The Erechtheion

erechtheionOn the northern side of Acropolis rock stands the Erechtheion, the last of the buildings that were built during Pericles' era. It was built during the Peloponnesian war, between 421 and 406 BC.
If you walk around the temple you may find it hard to decide which is the entrance and the facade of the temple. The Erechtheion is not an ordinary temple dedicated to a specific divinity. It is a complex building that was constructed to house ancient cults, such as the cult of Athena and Poseidon Erechtheus (a mythical king, son of Earth, who later merged with Poseidon but gave the building it's name).

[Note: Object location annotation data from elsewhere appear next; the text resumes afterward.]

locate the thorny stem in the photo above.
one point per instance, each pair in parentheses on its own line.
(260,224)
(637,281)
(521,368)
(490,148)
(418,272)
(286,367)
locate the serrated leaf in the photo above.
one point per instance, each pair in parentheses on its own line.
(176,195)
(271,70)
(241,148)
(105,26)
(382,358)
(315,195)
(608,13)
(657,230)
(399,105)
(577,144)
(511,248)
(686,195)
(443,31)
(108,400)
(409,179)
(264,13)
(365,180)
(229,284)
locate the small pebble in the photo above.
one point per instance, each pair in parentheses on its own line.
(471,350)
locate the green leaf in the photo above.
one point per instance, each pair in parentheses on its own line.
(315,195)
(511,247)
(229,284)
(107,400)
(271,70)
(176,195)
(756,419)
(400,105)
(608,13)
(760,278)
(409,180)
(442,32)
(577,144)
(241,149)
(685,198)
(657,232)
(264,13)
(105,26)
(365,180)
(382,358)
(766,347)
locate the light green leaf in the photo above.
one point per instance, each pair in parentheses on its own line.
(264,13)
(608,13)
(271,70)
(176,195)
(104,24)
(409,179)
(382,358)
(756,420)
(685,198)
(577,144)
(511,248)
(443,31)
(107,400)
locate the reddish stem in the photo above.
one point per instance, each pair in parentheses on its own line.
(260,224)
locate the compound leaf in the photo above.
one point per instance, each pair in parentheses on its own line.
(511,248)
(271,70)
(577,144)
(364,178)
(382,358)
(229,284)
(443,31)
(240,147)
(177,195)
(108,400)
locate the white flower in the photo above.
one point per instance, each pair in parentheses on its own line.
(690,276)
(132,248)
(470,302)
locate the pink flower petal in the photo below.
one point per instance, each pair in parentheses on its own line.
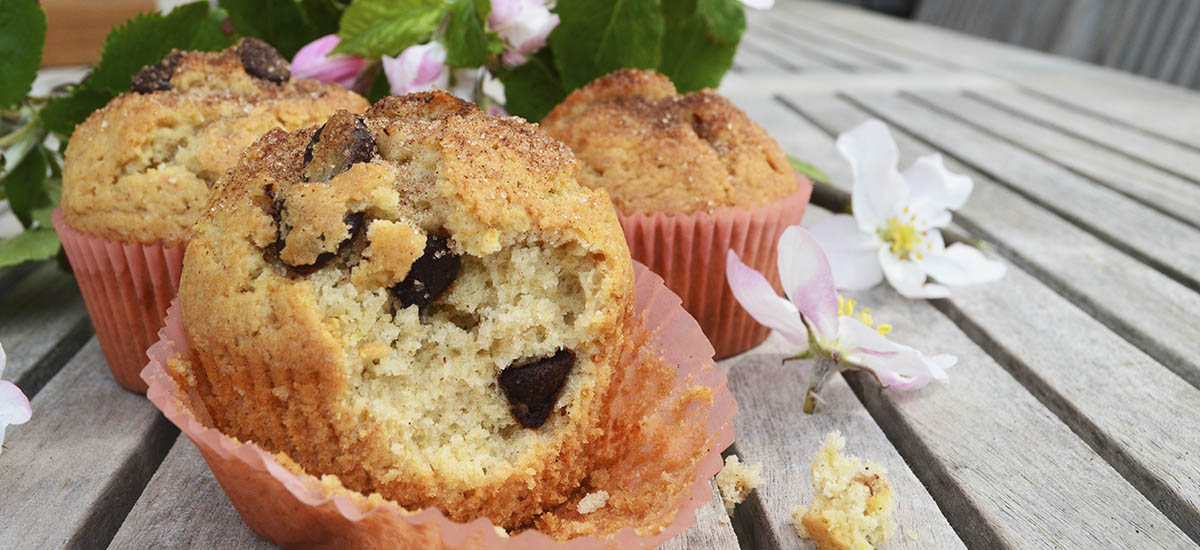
(808,280)
(853,255)
(897,365)
(313,61)
(756,296)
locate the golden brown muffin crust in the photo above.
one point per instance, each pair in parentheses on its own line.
(655,150)
(311,338)
(141,168)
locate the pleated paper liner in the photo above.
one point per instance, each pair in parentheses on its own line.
(688,250)
(657,474)
(127,288)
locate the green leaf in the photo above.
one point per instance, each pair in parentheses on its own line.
(468,42)
(22,36)
(148,37)
(697,49)
(809,171)
(323,15)
(376,28)
(63,114)
(595,37)
(533,88)
(23,185)
(281,23)
(29,246)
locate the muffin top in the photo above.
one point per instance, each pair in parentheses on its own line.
(141,168)
(421,300)
(660,151)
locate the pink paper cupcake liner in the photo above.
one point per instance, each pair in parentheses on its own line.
(688,250)
(127,288)
(295,510)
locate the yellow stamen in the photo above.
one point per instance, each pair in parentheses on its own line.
(846,309)
(904,238)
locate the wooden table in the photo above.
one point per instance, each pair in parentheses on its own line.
(1071,420)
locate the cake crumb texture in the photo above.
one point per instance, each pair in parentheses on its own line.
(420,302)
(141,168)
(657,150)
(592,502)
(736,480)
(852,502)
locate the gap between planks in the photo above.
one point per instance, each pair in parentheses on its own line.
(76,468)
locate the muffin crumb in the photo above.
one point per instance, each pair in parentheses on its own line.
(592,502)
(736,480)
(852,502)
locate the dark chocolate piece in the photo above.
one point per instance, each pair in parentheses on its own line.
(261,60)
(430,275)
(532,387)
(337,145)
(156,77)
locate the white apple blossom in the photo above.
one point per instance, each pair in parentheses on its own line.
(894,229)
(419,67)
(823,323)
(13,405)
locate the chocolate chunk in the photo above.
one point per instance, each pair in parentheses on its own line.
(357,231)
(430,275)
(532,387)
(261,60)
(340,143)
(156,77)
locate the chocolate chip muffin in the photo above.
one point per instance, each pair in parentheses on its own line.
(420,300)
(141,168)
(659,151)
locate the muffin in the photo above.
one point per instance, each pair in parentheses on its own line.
(420,302)
(852,502)
(691,177)
(138,173)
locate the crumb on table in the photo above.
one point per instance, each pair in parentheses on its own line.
(736,480)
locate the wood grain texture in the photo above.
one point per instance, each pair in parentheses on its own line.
(999,476)
(1129,408)
(713,530)
(1153,187)
(1113,137)
(773,430)
(76,468)
(1138,229)
(184,507)
(42,323)
(1146,308)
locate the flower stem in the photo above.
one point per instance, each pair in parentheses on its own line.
(822,370)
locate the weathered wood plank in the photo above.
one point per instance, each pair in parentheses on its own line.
(75,470)
(1147,106)
(1003,467)
(1146,184)
(184,507)
(1117,138)
(1128,407)
(1146,308)
(1140,231)
(42,323)
(773,430)
(713,530)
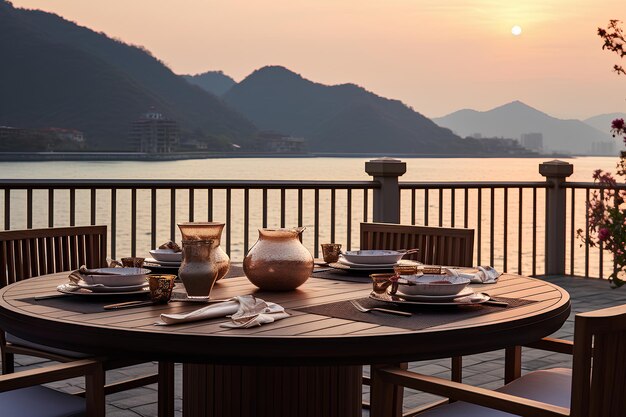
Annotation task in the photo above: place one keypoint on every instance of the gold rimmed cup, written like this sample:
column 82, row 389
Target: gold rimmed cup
column 161, row 287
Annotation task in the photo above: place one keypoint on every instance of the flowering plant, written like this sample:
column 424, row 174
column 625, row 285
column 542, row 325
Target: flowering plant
column 607, row 205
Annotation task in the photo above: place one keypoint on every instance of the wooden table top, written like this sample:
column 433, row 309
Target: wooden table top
column 301, row 339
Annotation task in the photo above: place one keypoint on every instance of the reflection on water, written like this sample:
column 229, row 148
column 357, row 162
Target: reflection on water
column 418, row 170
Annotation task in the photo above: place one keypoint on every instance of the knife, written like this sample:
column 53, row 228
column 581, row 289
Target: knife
column 128, row 304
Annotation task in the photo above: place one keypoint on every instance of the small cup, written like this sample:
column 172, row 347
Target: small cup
column 330, row 252
column 133, row 262
column 380, row 283
column 161, row 287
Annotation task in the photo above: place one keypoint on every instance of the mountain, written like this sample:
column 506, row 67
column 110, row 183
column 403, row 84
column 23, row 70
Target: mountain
column 215, row 82
column 57, row 73
column 513, row 119
column 338, row 118
column 602, row 122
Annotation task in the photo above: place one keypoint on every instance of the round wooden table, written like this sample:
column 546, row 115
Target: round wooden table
column 307, row 364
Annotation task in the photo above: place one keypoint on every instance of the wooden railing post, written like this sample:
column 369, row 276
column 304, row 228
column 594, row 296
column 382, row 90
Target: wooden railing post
column 386, row 198
column 556, row 173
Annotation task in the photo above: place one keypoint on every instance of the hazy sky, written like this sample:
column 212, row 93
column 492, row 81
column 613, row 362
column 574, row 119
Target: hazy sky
column 437, row 56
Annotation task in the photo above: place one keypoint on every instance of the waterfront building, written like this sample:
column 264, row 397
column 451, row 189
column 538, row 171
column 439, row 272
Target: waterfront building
column 154, row 133
column 532, row 141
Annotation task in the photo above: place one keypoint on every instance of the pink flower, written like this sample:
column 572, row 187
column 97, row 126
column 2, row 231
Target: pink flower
column 603, row 234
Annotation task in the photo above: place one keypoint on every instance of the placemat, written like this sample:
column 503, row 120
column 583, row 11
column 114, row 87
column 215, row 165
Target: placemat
column 423, row 316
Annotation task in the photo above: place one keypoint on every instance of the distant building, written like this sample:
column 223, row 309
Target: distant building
column 280, row 143
column 603, row 148
column 153, row 133
column 533, row 141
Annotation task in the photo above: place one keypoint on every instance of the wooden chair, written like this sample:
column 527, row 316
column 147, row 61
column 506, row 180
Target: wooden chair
column 29, row 253
column 21, row 395
column 437, row 246
column 594, row 387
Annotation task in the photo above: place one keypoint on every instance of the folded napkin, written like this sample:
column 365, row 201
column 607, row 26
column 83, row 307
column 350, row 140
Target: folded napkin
column 484, row 275
column 245, row 311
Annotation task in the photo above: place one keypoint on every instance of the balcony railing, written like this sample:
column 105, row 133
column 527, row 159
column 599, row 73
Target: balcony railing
column 523, row 227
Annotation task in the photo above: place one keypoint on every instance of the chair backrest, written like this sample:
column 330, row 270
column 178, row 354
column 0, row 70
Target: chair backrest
column 33, row 252
column 599, row 371
column 437, row 245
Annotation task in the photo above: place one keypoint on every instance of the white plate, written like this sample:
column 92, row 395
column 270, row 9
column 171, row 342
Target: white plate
column 163, row 263
column 64, row 289
column 344, row 261
column 464, row 293
column 105, row 289
column 461, row 301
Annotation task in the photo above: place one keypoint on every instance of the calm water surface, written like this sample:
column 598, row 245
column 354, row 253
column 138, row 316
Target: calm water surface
column 418, row 169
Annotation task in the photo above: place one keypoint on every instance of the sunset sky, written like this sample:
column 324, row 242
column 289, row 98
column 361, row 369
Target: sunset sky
column 437, row 56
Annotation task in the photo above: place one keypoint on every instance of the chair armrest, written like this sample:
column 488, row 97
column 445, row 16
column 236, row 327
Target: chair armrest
column 47, row 374
column 553, row 345
column 481, row 396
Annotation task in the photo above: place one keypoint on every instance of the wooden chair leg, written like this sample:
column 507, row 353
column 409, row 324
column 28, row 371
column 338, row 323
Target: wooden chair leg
column 512, row 363
column 94, row 392
column 8, row 363
column 166, row 389
column 385, row 398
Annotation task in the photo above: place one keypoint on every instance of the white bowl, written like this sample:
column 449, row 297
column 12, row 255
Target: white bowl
column 166, row 255
column 122, row 277
column 373, row 256
column 433, row 284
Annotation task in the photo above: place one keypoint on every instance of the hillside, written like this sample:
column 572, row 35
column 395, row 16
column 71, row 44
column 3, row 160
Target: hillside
column 513, row 119
column 602, row 122
column 64, row 75
column 215, row 82
column 339, row 118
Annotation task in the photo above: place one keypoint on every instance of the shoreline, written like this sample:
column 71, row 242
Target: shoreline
column 135, row 156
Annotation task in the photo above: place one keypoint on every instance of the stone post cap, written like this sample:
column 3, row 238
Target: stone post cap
column 385, row 167
column 556, row 168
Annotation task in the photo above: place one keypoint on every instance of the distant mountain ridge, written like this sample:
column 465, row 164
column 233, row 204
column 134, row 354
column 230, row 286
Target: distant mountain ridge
column 64, row 75
column 338, row 118
column 215, row 82
column 516, row 118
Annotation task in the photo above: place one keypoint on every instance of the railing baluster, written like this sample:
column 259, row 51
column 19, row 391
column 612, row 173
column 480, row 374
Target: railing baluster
column 229, row 201
column 51, row 207
column 491, row 226
column 349, row 220
column 173, row 214
column 133, row 222
column 282, row 207
column 153, row 218
column 29, row 209
column 520, row 230
column 246, row 220
column 114, row 222
column 191, row 204
column 316, row 223
column 7, row 209
column 333, row 214
column 93, row 207
column 506, row 229
column 479, row 225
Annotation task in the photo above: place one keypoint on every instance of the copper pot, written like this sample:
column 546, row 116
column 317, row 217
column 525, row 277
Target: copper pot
column 278, row 261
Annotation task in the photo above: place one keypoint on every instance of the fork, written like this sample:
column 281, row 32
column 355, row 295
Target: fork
column 382, row 310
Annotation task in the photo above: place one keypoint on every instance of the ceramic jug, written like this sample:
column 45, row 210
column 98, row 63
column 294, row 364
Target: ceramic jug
column 278, row 261
column 204, row 262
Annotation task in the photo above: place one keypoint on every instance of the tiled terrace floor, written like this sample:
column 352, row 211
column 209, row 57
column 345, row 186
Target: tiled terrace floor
column 483, row 370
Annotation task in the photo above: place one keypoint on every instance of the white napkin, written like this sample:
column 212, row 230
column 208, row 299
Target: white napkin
column 244, row 311
column 484, row 275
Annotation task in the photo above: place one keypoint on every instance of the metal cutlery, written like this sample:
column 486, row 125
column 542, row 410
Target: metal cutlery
column 382, row 310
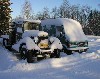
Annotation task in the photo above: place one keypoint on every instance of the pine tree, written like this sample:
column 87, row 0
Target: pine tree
column 26, row 10
column 4, row 14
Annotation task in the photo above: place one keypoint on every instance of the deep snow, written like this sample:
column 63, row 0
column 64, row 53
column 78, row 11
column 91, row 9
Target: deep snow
column 75, row 66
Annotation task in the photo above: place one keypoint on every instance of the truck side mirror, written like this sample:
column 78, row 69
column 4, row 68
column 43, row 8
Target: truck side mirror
column 35, row 39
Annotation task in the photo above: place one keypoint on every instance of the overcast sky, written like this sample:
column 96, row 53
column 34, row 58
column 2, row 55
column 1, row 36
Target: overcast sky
column 38, row 5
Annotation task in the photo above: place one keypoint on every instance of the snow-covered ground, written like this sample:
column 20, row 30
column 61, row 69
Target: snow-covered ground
column 75, row 66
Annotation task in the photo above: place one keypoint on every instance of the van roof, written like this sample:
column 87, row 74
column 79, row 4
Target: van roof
column 73, row 29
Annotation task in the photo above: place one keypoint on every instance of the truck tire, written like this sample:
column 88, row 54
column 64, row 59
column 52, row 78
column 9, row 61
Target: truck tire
column 56, row 54
column 22, row 51
column 31, row 57
column 68, row 52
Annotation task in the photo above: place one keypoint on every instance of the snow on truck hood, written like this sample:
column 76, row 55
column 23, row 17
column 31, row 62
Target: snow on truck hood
column 34, row 33
column 73, row 29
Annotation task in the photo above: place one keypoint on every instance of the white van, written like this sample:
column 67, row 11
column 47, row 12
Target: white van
column 69, row 32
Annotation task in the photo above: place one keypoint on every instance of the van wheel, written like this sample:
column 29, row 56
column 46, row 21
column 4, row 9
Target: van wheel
column 31, row 57
column 56, row 54
column 23, row 51
column 68, row 52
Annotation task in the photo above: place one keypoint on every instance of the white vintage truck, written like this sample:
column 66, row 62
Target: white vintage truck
column 35, row 43
column 31, row 43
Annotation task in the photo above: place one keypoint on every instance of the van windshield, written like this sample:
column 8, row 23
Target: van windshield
column 73, row 31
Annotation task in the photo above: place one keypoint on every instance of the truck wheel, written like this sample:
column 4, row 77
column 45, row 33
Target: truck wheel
column 31, row 57
column 5, row 42
column 23, row 51
column 56, row 54
column 68, row 52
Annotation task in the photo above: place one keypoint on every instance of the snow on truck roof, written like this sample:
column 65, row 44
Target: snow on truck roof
column 20, row 21
column 35, row 33
column 73, row 29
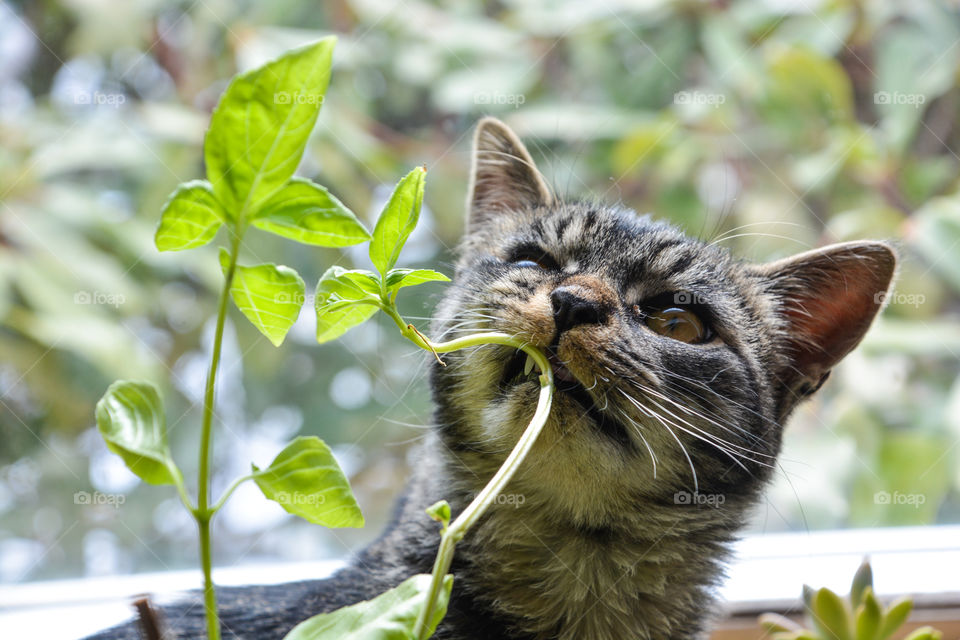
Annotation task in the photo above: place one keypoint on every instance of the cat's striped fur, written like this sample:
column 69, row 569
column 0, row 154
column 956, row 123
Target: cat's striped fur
column 618, row 523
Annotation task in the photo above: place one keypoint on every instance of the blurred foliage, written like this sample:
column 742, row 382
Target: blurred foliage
column 764, row 125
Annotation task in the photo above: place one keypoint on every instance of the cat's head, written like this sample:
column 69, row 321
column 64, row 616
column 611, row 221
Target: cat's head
column 676, row 364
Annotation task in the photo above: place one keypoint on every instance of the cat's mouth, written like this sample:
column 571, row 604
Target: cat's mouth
column 521, row 368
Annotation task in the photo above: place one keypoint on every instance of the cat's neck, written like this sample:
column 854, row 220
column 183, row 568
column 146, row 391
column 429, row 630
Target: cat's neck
column 649, row 575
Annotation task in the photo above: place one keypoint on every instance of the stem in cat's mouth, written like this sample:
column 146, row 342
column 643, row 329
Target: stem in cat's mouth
column 459, row 527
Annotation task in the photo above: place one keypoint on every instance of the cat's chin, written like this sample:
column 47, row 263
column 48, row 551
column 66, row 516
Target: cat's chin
column 521, row 371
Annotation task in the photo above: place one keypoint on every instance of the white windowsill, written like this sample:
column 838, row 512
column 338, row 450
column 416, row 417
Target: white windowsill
column 768, row 572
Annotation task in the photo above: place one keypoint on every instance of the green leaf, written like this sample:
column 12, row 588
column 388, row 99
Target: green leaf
column 130, row 418
column 397, row 220
column 260, row 127
column 862, row 579
column 270, row 296
column 895, row 615
column 336, row 319
column 306, row 212
column 190, row 218
column 390, row 616
column 399, row 278
column 776, row 623
column 869, row 615
column 440, row 511
column 345, row 298
column 831, row 617
column 925, row 633
column 306, row 481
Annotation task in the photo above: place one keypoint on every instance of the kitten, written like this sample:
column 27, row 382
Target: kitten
column 676, row 368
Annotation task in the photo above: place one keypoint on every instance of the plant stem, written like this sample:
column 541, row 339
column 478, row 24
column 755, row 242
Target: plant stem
column 203, row 514
column 209, row 593
column 478, row 506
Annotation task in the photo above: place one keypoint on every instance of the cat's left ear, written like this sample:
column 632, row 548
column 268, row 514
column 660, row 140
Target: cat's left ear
column 503, row 177
column 827, row 299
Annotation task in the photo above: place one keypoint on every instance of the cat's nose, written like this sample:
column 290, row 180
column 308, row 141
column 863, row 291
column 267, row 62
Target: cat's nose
column 574, row 306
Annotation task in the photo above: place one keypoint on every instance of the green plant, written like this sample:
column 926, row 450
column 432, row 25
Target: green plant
column 255, row 141
column 860, row 616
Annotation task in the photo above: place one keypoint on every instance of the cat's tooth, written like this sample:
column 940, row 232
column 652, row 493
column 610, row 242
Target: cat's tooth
column 528, row 365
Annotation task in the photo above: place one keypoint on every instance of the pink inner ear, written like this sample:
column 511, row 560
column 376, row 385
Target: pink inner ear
column 830, row 297
column 827, row 327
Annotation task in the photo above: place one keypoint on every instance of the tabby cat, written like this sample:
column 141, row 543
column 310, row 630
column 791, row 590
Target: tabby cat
column 677, row 367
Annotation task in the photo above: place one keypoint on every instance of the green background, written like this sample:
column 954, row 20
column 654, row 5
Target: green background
column 768, row 127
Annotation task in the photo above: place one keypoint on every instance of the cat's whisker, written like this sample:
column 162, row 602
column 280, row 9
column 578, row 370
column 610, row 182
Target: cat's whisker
column 638, row 430
column 683, row 449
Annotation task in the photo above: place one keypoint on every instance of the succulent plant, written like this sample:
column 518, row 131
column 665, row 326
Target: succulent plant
column 859, row 616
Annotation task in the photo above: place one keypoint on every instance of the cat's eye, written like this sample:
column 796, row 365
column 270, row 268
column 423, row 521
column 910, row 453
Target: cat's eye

The Erechtheion also housed the marks of Poseidon's Trident and the olive tree of Athena. At the site where the Erechtheion was built there were already some small temples and monuments that were incorporated in the new building. For this reason, the Erechtheion doesn't have the form of a unified temple. Each of the four sides of the temple has a different form. The eastern part of the Erechtheion was probably dedicated to Athens Polias. There they kept the wooden statue of the goddess who, according to the legend, had fallen from the sky. On this statue they placed the new peplos of Athena carried by the Procession of the Panathenaea.

On the northern side of the Erechteion there is a portico with four Ionic columns and one magnificent gate at the background. The southern side also has a portico where the columns are being replaced by the famous statues of girls, called Caryatids. Six slender girls carry a marble basket on their head and at the same time support the roof. The western side of the Erechtheion covers two different levels due to the ground's height difference. The western part was perhaps the most sacred one because it housed the marks of Poseidon's trident and the olive tree of Athena.